Cuesta-Mejías, T, de León-Bojorge, B, Arias-Gutiérrez, A, Decanini-Terán, C, Shueke-Esses, M
Revista de gastroenterologia de Mexico. 2001;(3):146-9
Abstract
OBJECTIVE To present a rare entity of difficult preoperative diagnosis. BACKGROUND Primary malignant melanoma of the esophagus represents 0.1% of all malignant tumors in this organ. It has been described in association with esophageal melanocytosis and melanosis with a clinic behavior similar to other neoplasm in the esophagus, but is more aggressive and fatal.
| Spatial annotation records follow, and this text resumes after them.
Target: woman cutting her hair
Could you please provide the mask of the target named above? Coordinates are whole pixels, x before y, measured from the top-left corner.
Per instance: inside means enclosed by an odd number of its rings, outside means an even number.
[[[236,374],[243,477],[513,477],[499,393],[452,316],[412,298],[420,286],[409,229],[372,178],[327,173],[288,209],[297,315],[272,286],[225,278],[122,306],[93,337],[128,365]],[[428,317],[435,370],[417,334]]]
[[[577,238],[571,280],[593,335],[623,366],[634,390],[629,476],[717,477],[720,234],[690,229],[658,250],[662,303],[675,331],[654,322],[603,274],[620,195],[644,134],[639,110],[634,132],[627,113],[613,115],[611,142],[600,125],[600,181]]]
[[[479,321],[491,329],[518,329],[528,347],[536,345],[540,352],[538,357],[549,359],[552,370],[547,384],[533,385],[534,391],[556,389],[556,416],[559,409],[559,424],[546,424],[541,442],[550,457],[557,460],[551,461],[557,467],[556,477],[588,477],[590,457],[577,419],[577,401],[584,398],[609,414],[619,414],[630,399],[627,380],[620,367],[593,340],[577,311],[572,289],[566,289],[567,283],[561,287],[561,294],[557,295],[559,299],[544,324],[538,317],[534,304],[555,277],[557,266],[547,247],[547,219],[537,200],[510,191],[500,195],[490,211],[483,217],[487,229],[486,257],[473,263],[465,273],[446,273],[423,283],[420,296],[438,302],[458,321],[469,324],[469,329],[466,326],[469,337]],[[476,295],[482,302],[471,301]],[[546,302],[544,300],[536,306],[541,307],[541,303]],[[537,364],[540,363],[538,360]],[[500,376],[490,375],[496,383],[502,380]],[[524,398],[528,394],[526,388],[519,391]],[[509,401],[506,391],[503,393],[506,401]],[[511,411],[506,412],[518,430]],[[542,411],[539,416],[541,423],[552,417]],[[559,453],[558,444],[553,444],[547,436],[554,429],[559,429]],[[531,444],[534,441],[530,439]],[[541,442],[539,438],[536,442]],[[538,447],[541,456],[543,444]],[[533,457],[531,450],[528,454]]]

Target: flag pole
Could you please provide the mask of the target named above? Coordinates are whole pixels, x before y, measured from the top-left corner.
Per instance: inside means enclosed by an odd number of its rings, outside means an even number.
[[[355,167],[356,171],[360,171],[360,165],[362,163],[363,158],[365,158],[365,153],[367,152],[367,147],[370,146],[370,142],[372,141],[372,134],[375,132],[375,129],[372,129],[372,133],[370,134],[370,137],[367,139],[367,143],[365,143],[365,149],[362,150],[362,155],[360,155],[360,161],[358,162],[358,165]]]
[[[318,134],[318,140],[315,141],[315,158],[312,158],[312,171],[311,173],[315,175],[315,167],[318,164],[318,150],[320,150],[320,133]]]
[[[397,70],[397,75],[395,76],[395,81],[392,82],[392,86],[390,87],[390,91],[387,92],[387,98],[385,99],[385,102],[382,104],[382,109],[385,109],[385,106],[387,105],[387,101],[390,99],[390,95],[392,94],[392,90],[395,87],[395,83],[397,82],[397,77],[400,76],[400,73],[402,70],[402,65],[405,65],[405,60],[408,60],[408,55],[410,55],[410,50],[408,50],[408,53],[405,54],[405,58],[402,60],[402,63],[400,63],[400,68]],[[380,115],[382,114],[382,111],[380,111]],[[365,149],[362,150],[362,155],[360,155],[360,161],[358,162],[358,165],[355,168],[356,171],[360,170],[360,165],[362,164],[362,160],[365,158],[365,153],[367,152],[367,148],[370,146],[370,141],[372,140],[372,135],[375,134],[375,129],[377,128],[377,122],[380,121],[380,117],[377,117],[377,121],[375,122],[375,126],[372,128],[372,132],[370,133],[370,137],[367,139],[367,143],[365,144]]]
By endoscopy, it usually appears as a vegetant, non-obstructive lesion, with dark pigmentation in the melanotic variant, the sole evidence that suggests the diagnosis prior to microscopic examination. Clinical exclusion of metastasis melanoma as a possibility is obligatory. METHODS We reviewed clinical, imagenologic, endoscopic, and anatomopathological aspects of an ulcerovegetant neoplasm on the esophago-gastric junction, surgically resected, in a 65 years-old man with progressive dysphagia, who was without tumoral relapse during 18 months after surgery. RESULTS The tumoral mass was an anaplastic cell tumor with very scant melanic pigmentation and diffuses stain for HMB-45 antigen and S100 protein, considering it to be a primary malignant melanoma. The neighboring mucous membrane showed a typical Barrett's esophagus and melanocytic hyperplasia. CONCLUSIONS 1) Endoscopy may suggest the possibility of esophagus melanoma when there is a vegetate, non-obstructive, pigmented tumor. 2) Immunohistochemistry confirms the entity if HMB-45 antigen and S100 protein are detected in the tumoral cells, while the negative results for keratin and leukocytic common antigen (LCA) eliminate carcinoma and lymphoma as possible diagnoses. 3) In our case, the presence of Barrett's esophagus is exceptional, because it has not been described previously in the literature reviewed.